Japanese manga artist

Bisco Hatori (葉鳥ビスコ, Hatori Bisuko) is a Japanese manga artist. Her name is a pen name that she has said "holds special meaning to her." Her first series was Millennium Snow, however she is best known for her series Ouran High School Host Club.

==Biography==
From Saitama, Japan, her pseudonym is Bisco Hatori. She has worked for such magazines as LaLa. Her manga debut was A Moment of Romance in LaLa DX. Her first series was Millennium Snow, which was put on hiatus because of her other manga, the comedy Ouran High School Host Club, which became her breakout hit. It placed in the 50 top-selling manga in Japan for both 2008 and 2009. Hatori's work is influenced by manga such as Please Save My Earth, a shōjo science fiction series, and the basketball manga Slam Dunk. She finished Ouran High School Host Club in 2010. In January 2012, Hatori wrote a science-fiction comedy one-shot manga titled Detarame Mōsōryoku Opera published in LaLa. The second chapter was published in May 2012. Millennium Snow was later finished in 2014.

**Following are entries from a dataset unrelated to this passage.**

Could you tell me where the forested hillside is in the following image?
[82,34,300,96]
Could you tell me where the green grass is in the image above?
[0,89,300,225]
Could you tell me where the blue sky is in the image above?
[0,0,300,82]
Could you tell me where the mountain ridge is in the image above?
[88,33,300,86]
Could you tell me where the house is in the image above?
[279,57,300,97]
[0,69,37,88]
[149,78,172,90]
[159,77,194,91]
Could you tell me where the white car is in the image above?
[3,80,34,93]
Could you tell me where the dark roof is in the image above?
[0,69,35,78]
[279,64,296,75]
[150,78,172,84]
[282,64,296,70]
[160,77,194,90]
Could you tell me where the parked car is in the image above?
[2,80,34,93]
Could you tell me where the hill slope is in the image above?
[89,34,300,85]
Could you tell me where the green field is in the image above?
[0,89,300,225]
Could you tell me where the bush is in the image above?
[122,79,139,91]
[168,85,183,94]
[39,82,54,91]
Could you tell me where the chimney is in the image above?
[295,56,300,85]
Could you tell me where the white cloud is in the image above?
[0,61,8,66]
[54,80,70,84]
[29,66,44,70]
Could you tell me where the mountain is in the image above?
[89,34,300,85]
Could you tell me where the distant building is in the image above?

She has since worked on her series Behind the scenes!!, comedy manga from 2014 to 2018. In 2019, Viz Media announced that Hatori would attend the Anime Expo as a paneled guest.

==Works==
- Isshunkan no Romance (一瞬間のロマンス, A Romance of One Moment)
- Millennium Snow (2001–2013) – 4 volumes (Started in 2002 and was on hiatus until 2013)
- Ouran High School Host Club (2002–2010) – 18 volumes
- Detarame Mōsōryoku Opera (2012) – 1 volume
- Petite Pêche (2013–2015) –1 volume
- Behind the Scenes!! (ウラカタ!!, Urakata!!) (2014–2018) – 7 volumes

==Awards==
Hatori won the Outstanding Debut in the 26th Hakusensha Newcomers' Awards for her work, Millenium Snow, along with Kiyo Fujiwara, who also won the same award for her work, Boku wa Ne.